More Education and Action Needed to Reduce Teen Pregnancy in USA
Please Note: The numbers shown in this section are from the most current information we can get from the National Campaign to Prevent Teen Pregnancy (2005).
How bad is the problem?
- 34% of teen girls get pregnant at least once before they reach the age of 20. That’s about 850,000 teen pregnancies per year.
- Nearly all teen pregnancies are unintended and 81% are to unmarried teens.
- Eight out of 10 teens say they feel pressure to have sex.
- The United States has the highest rates of teen pregnancy and births in the western industrialized world. Teen pregnancy costs the United States at least $7 billion annually.
Who suffers the consequences?
- Teen mothers are less likely to complete high school. Only one-third receive a high school diploma and only 1.5% have a college degree by age 30.
- Close to 80% of unmarried teen mothers end up on welfare.

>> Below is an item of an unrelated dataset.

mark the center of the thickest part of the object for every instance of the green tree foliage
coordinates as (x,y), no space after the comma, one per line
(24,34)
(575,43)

- The children of teenage mothers have a harder time in life. They have lower birth weights. They are less likely to do well in school. There’s a higher chance that these children will be abused and neglected.

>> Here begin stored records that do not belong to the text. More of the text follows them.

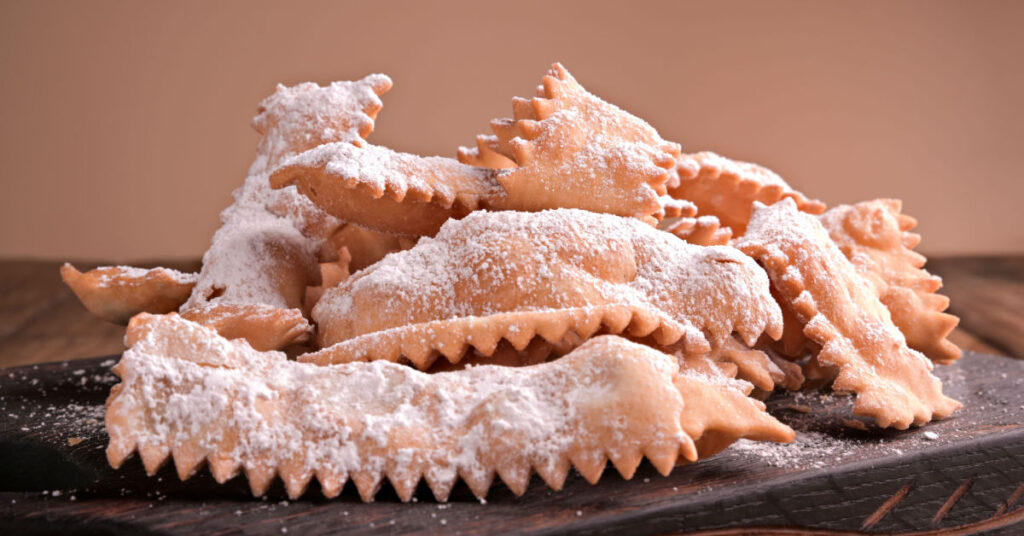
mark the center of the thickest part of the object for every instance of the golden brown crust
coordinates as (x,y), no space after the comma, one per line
(271,416)
(386,191)
(118,293)
(264,327)
(565,149)
(518,275)
(573,150)
(842,313)
(702,231)
(364,246)
(727,189)
(877,239)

- The sons of teen mothers are more likely to end up in prison. The daughters of teen mothers more likely to become teen mothers themselves.
What helps prevent teen pregnancy?
- Teenagers who have a strong sense of their own future and solid emotional attachments to their parents are much less likely to become sexually active or get pregnant at an early age.
- Most people, including teenagers themselves, say teens should try not to have sex at all, especially if they are younger teens. At the same time, they think that young people need quality sex education and information about birth control. They also think that sexually active teens should be able to get birth control if they need it.
- More and more sexually active teens use a birth control method. But the downside is, they don’t always use the method the right way every time they have sex. A sexually active teen who does not use any birth control has a 90% chance of getting pregnant within one year.
- Parents rate high among many teens as trustworthy and preferred information sources on birth control. One in two teens say they trust their parents for reliable and complete information about birth control, and one in ten say they trust a friend.